Si l’organisation des cours est compliquée à mettre en place du fait des distances, le fait que les enfants étudient à la maison n’est pas sans poser des problèmes domestiques au sein des familles. Le rabbin Zalman Lewis de Brighton en Angleterre souligne que l’enseignement en ligne implique des contraintes supplémentaires. « Ma femme n’a pas une minute à elle, elle ne s’arrête pas un moment. Dans une école normale, les enfants quittent la maison le matin et reviennent toujours plus ou moins à la même heure. L’appartement est vide pendant un long moment, et on peut faire du ménage ou préparer les repas. Avec l’enseignement en ligne, les enfants sont tout le temps sur place », fait-il remarquer.
Les parents doivent aussi endosser un rôle de surveillant pour vérifier que leurs enfants sont assidus, qu’ils participent aux cours et font leurs devoirs. « Nous jouons un rôle très important et nous contrôlons leur apprentissage. Un de nos fils est un véritable geek : nous devons sans cesse vérifier qu’il suit bien ses cours et ne fait pas autre chose. Pour cela, nous faisons en sorte de voir tout le temps l’écran de son ordinateur afin de surveiller ce qui se passe », poursuit Devora Leah Notik. Une assistance technique est également fournie 24 heures sur 24, et les questions de sécurité et de confidentialité sont prises très au sérieux par des équipes spécialisées installées en Israël et aux Etats-Unis.
Les élèves ayant des besoins particuliers sont aussi éligibles à ce système de cours en ligne. « Le Rabbi de Loubavitch a toujours été très soucieux de l’éducation des enfants, de tous les enfants. Chacun doit pouvoir en profiter et l’enseignement doit s’adapter aux besoins spécifiques et fournir des solutions appropriées », explique Devora Leah Notik. « C’est pourquoi nous proposons des aides individuelles ainsi qu’un programme éducatif personnalisé. Nous disposons de matériel pédagogique diversifié pour nous adapter à tous les cas de figure. »
La vision Habad
Alors que la plupart des ultraorthodoxes sont plutôt réticents à l’utilisation de l’Internet et des nouvelles technologies de communication, les membres de la communauté Habad sont nettement plus ouverts à la modernité. « Le Rabbi désignait ces outils de communication comme étant des créations de Dieu qui permettent de partager le savoir, les connaissances, les traditions », poursuit Devora Leah Notik. « Lui-même s’exprimait à la radio, et les rassemblements hassidiques étaient diffusés à la télévision. L’idée était de permettre à tous ceux qui ne pouvaient être présents physiquement, de prendre quand même part à ces événements. Et aujourd’hui, grâce à Internet, tout est encore plus accessible. C’est un outil incomparable… », se réjouit-elle.
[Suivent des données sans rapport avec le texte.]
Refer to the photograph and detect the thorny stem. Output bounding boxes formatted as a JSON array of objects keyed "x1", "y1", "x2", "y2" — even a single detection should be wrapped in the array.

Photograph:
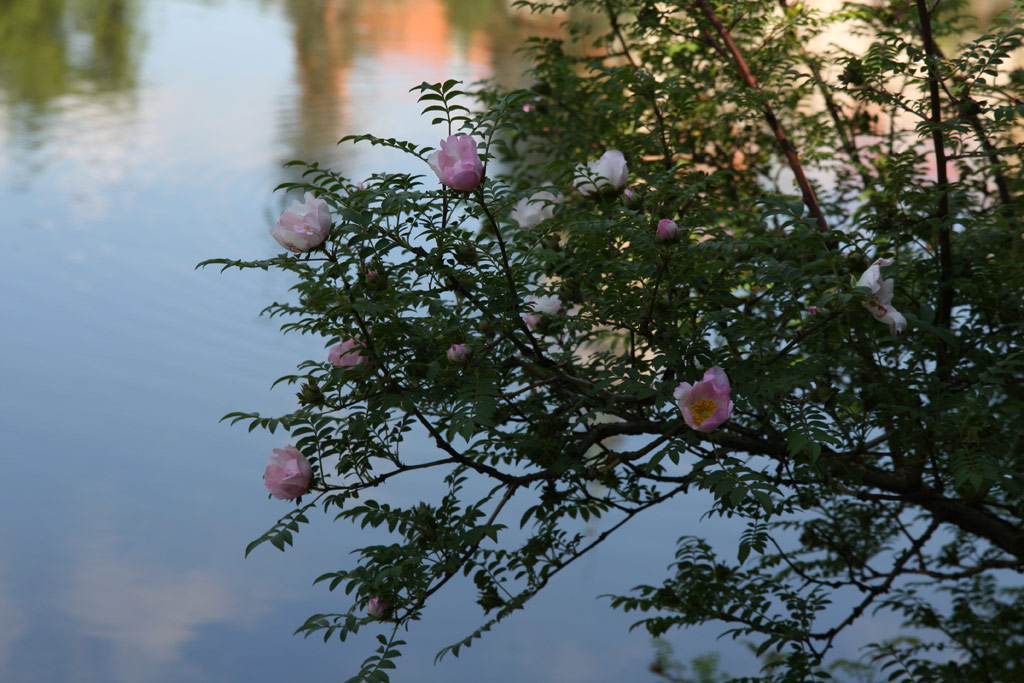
[
  {"x1": 916, "y1": 0, "x2": 953, "y2": 360},
  {"x1": 695, "y1": 0, "x2": 831, "y2": 232}
]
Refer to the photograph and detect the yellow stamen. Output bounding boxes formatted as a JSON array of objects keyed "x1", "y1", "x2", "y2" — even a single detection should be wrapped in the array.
[{"x1": 690, "y1": 398, "x2": 718, "y2": 426}]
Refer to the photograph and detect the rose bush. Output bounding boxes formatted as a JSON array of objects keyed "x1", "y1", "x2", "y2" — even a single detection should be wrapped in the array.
[{"x1": 209, "y1": 0, "x2": 1024, "y2": 681}]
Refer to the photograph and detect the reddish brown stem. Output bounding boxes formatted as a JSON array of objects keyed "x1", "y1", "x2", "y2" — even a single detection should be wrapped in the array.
[
  {"x1": 696, "y1": 0, "x2": 830, "y2": 232},
  {"x1": 916, "y1": 0, "x2": 953, "y2": 370}
]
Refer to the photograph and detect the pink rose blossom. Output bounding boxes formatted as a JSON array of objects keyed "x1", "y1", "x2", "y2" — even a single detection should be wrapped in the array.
[
  {"x1": 270, "y1": 193, "x2": 331, "y2": 253},
  {"x1": 522, "y1": 294, "x2": 562, "y2": 330},
  {"x1": 672, "y1": 366, "x2": 732, "y2": 433},
  {"x1": 857, "y1": 258, "x2": 906, "y2": 337},
  {"x1": 263, "y1": 445, "x2": 313, "y2": 501},
  {"x1": 367, "y1": 598, "x2": 388, "y2": 618},
  {"x1": 572, "y1": 150, "x2": 629, "y2": 197},
  {"x1": 327, "y1": 339, "x2": 370, "y2": 368},
  {"x1": 657, "y1": 218, "x2": 679, "y2": 240},
  {"x1": 427, "y1": 135, "x2": 483, "y2": 193},
  {"x1": 449, "y1": 344, "x2": 469, "y2": 362}
]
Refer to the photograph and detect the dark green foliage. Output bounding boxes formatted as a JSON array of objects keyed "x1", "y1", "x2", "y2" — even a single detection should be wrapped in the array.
[{"x1": 201, "y1": 0, "x2": 1024, "y2": 681}]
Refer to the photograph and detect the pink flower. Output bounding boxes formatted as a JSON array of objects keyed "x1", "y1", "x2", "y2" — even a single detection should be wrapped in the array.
[
  {"x1": 270, "y1": 193, "x2": 331, "y2": 253},
  {"x1": 449, "y1": 344, "x2": 469, "y2": 362},
  {"x1": 427, "y1": 135, "x2": 483, "y2": 193},
  {"x1": 572, "y1": 150, "x2": 629, "y2": 197},
  {"x1": 857, "y1": 258, "x2": 906, "y2": 337},
  {"x1": 672, "y1": 366, "x2": 732, "y2": 433},
  {"x1": 327, "y1": 339, "x2": 370, "y2": 368},
  {"x1": 522, "y1": 294, "x2": 562, "y2": 330},
  {"x1": 510, "y1": 189, "x2": 562, "y2": 228},
  {"x1": 263, "y1": 445, "x2": 313, "y2": 501},
  {"x1": 367, "y1": 598, "x2": 388, "y2": 618},
  {"x1": 657, "y1": 218, "x2": 679, "y2": 240}
]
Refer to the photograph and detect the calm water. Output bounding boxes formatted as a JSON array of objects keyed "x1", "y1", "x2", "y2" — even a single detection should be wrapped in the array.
[{"x1": 0, "y1": 0, "x2": 909, "y2": 683}]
Simon Jacobson, contributeur au Algemeiner Journal, une publication new-yorkaise spécialisée dans l’actualité juive et israélienne, confirme. Ce membre de la communauté Loubavitch qualifie la révolution technologique « d’œuvre de Dieu, qui nous permet de rendre celui-ci plus présent dans notre vie quotidienne ».
A Brooklyn, la journée de célébration se termine par un appel de toutes les classes présentes. Le rav Yaakov Ringo appelle chaque classe, de B2 à B7, dans un climat euphorique : les enfants applaudissent, agitent des bâtons lumineux et dansent.
D’ici quelques mois, les rôles seront inversés et ce seront les filles Habad accompagnées de leurs mamans, qui participeront à une grande rencontre internationale dans une ambiance similaire de cour de récré.